A: When working on a hardware calibrated monitor such as the ColorEdge series from Eizo or the Reference series from NEC its recommended you calibrate your monitor every 200 hours.
When working on a non-hardware calibrated monitor such as iMacs, laptops etc, I would recommend that you re-calibrate every two weeks.

Q: What Color Space should I use in my Nikon D3 and which Color Space on Photoshop CS5?
A: Set your camera to Adobe RGB, but remember that this does not matter when you shoot in raw.
I personally have set the working color space in Photoshop to ProPhoto RGB which is also photoshop’s native color space.

Q: What’s you advice to calibrate a Eizo CE240W, use the Eizo ColorNavigator or the dedicated sofware of X-rite?
A: If you have a monitor which can be hardware calibrated, then you should always use the dedicated software that was provided with your monitor.

Q: When needing to convert an image from Adobe RGB to Pro Photo RGB, is it as simple as converting it in PS, or does it mean one has to re-edit the colors in the image again?
A: You should never convert any image from Adobe RGB to ProPhoto RGB.

Q: When will xRite be ready with Lion support for the i1Display LT product?
A: New software should be arriving in September sometime…

Q: what is “native” whitepoint? just because my monitor says 6500K, without an instrument, how will i know it i really 6500K ….espec. after day 165…
A: Native whitepoint is where the whitepoint is naturally set from factory.
This could be 6500K 6389K or any other number.
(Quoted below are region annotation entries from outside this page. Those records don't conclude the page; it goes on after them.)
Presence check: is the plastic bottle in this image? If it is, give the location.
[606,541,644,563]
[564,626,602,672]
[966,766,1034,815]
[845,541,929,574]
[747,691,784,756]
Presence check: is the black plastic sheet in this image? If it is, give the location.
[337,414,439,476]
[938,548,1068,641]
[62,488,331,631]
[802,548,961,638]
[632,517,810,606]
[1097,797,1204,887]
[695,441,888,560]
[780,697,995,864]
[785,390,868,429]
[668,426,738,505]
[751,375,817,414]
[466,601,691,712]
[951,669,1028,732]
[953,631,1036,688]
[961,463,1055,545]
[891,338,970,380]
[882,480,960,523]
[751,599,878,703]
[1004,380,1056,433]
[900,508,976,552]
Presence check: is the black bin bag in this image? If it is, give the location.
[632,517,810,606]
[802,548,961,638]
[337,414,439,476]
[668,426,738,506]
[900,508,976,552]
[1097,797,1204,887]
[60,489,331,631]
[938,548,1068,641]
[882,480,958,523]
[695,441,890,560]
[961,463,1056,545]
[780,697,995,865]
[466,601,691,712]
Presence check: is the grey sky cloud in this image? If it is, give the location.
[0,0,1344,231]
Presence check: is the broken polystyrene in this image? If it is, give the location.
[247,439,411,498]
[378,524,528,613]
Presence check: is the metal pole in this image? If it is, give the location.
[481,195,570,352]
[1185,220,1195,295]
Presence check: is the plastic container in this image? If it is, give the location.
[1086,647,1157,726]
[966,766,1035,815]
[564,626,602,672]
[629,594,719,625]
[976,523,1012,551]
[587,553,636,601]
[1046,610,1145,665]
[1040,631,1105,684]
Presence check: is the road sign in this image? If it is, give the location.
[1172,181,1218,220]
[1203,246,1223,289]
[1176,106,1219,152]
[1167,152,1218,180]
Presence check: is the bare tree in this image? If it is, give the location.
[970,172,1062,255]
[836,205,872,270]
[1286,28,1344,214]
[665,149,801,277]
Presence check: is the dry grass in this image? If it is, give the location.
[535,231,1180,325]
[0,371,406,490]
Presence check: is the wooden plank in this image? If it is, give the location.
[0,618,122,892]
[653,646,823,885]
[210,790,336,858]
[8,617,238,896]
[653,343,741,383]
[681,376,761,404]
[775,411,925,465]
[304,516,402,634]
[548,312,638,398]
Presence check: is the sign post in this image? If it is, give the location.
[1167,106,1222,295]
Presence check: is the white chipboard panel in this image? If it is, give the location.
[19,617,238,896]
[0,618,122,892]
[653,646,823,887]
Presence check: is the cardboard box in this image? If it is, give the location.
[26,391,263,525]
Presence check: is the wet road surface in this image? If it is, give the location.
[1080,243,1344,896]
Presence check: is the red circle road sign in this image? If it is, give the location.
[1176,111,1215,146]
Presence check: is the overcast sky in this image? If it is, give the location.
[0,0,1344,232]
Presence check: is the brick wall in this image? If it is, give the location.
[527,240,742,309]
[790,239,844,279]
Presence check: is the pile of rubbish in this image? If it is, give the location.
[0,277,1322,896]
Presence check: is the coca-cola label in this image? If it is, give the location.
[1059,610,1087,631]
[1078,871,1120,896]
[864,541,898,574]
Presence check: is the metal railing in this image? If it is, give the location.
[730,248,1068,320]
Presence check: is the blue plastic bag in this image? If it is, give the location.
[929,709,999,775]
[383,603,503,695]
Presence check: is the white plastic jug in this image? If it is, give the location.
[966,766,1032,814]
Most monitor makes try to get as close to 6500k as possible.
You can not really be sure what your whitpoint is at, without calibrating your monitor.

Q: If you are going to print your photo you translate it to CMYK and CMYK colorspace is more narrow than RGB, why do you need to use a big colorspace like ProPhoto RGB? Because the paper you print on can´t show so many colors?
A: No you do not. I would still argue that is it better to do so as a safe guard. What if you later on decided to print your image on a Epson inkjet with a way larger color space than CMYK?

Q: I have a wide gamut monitor which can simulate sRGB and AdobeRGB. If I edit sRGB images, should I set the monitor to sRGB before calibration?
A: If your going to use a simulated color space then you should create a specific profile for that space. As you suggested, set your monitor to simulate sRGB calibrate your monitor and switch to this new profile(in your computers OS) every time you simulate sRGB.

Q: Hello, I am working on an iMac 27″ and, as you might know, the monitor does not allow adjustments… so, my question is if the iProfiler can be used to calibrate an iMac
A: The new i1Display Pro is perfect for you. With its new ADC the software takes care of everything for you and adjusts the luminance automatically for you(it does this with all macs and most external monitors that have a USB uplink).

All questions have been cut and pasted from the webinar log.